Les ecowarriors – les écoguerriers – sont des frères. Ni plus ni surtout moins. Aux États-Unis, ces activistes sont traqués par le FBI d’une façon qui surprendrait encore un peu en France. Au dernier congrès de l’Association américaine pour l’avancement des sciences, un sociologue visiblement ami des flics a mis en garde contre « l’écoterrorisme ». Lequel serait pire aux États-Unis que la violence d’extrême droite. Ces sociologues-là sont plaisants. Je rappelle pour mémoire l’attentat fasciste perpétré le 19 avril 1995 dans le centre d’Oklahoma City par Timothy McVeigh : 168 morts, dont 19 enfants et un secouriste. Une (courte) paille.

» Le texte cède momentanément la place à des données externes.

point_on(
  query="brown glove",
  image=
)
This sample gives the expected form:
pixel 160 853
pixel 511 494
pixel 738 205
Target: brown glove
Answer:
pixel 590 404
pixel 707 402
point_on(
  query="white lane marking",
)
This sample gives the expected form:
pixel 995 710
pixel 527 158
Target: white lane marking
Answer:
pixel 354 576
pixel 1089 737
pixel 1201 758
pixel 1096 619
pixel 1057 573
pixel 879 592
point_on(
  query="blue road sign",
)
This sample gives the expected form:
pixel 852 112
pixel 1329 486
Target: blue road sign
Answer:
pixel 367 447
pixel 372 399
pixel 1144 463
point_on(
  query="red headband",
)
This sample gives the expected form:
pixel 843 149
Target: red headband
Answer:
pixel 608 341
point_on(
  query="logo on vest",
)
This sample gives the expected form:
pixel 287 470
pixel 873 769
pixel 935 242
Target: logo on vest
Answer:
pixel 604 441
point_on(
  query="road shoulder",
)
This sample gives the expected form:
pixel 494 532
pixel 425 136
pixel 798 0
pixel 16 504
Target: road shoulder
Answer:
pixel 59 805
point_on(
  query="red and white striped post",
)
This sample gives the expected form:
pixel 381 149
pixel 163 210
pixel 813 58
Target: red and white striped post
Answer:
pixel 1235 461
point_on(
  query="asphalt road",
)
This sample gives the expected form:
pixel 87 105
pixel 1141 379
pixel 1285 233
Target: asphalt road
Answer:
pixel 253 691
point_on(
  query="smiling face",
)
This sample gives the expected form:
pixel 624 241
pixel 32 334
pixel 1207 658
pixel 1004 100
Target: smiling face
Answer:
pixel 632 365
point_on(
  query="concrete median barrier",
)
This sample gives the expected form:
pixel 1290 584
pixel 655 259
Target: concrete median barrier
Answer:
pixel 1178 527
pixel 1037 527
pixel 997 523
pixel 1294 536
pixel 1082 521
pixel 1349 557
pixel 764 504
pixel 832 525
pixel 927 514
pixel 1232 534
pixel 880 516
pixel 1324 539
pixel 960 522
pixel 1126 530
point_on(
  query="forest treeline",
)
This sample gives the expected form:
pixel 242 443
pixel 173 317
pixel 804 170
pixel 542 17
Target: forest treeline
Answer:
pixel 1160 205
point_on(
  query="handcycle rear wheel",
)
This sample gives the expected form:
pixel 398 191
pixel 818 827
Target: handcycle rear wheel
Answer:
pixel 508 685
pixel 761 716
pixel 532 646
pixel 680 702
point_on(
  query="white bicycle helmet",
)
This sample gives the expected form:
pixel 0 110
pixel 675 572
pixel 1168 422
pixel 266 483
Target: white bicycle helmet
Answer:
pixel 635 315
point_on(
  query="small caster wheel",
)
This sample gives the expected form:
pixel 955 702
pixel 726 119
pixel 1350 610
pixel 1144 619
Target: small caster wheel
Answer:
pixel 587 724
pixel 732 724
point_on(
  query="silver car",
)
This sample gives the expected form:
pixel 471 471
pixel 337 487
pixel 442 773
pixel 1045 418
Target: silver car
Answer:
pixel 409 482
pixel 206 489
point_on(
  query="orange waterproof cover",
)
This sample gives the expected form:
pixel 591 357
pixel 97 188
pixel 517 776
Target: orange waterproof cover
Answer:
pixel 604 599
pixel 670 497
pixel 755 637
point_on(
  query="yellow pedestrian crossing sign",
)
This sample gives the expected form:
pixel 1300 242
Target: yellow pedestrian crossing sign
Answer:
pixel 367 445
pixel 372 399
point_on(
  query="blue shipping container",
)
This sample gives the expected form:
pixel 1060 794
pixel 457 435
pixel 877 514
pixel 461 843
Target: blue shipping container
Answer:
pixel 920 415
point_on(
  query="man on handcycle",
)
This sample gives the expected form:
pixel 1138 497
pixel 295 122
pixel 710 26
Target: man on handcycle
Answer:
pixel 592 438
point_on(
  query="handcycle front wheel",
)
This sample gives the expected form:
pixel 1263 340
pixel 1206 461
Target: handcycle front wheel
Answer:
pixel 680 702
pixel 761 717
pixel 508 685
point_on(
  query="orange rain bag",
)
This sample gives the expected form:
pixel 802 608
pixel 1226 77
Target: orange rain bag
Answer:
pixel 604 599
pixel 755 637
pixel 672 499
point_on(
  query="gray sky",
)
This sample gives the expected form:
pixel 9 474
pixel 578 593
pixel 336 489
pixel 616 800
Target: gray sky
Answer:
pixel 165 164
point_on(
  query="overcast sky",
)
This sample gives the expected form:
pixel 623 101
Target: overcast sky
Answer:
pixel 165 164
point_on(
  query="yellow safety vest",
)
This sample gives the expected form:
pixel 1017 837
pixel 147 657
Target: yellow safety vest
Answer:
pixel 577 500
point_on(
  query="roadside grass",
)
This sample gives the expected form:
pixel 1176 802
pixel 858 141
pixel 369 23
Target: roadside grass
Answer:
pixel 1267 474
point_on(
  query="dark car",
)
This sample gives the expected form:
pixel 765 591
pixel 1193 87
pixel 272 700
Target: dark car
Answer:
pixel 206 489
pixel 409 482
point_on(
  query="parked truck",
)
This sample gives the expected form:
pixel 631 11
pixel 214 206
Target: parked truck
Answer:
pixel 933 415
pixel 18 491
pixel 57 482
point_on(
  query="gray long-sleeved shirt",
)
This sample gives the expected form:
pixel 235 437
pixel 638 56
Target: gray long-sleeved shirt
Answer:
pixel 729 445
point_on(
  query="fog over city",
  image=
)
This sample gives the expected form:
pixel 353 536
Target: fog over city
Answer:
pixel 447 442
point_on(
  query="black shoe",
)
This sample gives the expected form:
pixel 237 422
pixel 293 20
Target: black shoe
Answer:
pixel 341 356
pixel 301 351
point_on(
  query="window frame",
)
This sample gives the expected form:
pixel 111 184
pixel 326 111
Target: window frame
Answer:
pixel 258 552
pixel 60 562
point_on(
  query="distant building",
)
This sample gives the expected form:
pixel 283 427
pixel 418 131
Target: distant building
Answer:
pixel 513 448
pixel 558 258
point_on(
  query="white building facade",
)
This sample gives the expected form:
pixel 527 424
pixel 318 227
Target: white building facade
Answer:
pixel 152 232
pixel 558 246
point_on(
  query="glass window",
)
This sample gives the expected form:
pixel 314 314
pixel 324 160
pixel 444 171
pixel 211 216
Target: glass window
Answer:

Il n’empêche que le FBI flippe, car les écoguerriers seraient des « gens instruits » – je cite -, ce qui compliquerait leur tâche. Après avoir beaucoup défendu l’usage de la violence en mes jeunes années, je confesse que j’ai changé de point de vue. Je suis devenu un non-violent actif. Ce qui veut dire ? Ce qui veut dire que, tant qu’on ne s’en prend pas aux hommes et à tout ce qui vit, l’opposition à ce monde doit conserver un espace, dût-il déplaire aux policiers des âmes et des corps.

Il y aura bientôt quatorze ans, j’ai rencontré à Fontainebleau un certain Samuel Baunée, qui avait créé là-bas un groupe clandestin appelé Bleau-Combat. Il était un écoguerrier, décidé à bien des actes pour sauver la forêt de Fontainebleau d’une exploitation industrielle. Comme je ne sais pas ce que je peux révéler ici, disons seulement qu’il a combattu, avec une poignée d’autres. Contre les engins. Contre les coupes. Contre les résineux. Contre une vision déchaînée de l’exploitation des arbres, qui forment à mes yeux, avant tout autre considération, une communauté hautement respectable. Je n’espère qu’une chose : que le récit de ce qu’il faut bien appeler du sabotage soit un jour publié. Moi, j’en ai pleuré de rire.

Je me suis constamment amusé avec Samuel, qui est un garçon de grande élévation. Et je lui garde, il le sait, une amitié vive. Son action on ne peut plus illégale a fini par le conduire en prison – mais oui, c’est vrai -, sans qu’il ne renie rien de ce qui fut. Et moi, je continue de m’interroger. Jusqu’où peut-on aller pour défendre une cause aussi essentielle que la vie sur terre ? Jusqu’où ?

PS : Je signale à toutes fins utiles que l’éditeur Gallmeister entreprend d’éditer ou rééditer les livres d’Ed Abbey, l’auteur de l’admirable Désert solitaire (Payot). Abbey fut un vaillant écoguerrier, et son roman Le gang de la clé à molette rapporte en partie des événements réels.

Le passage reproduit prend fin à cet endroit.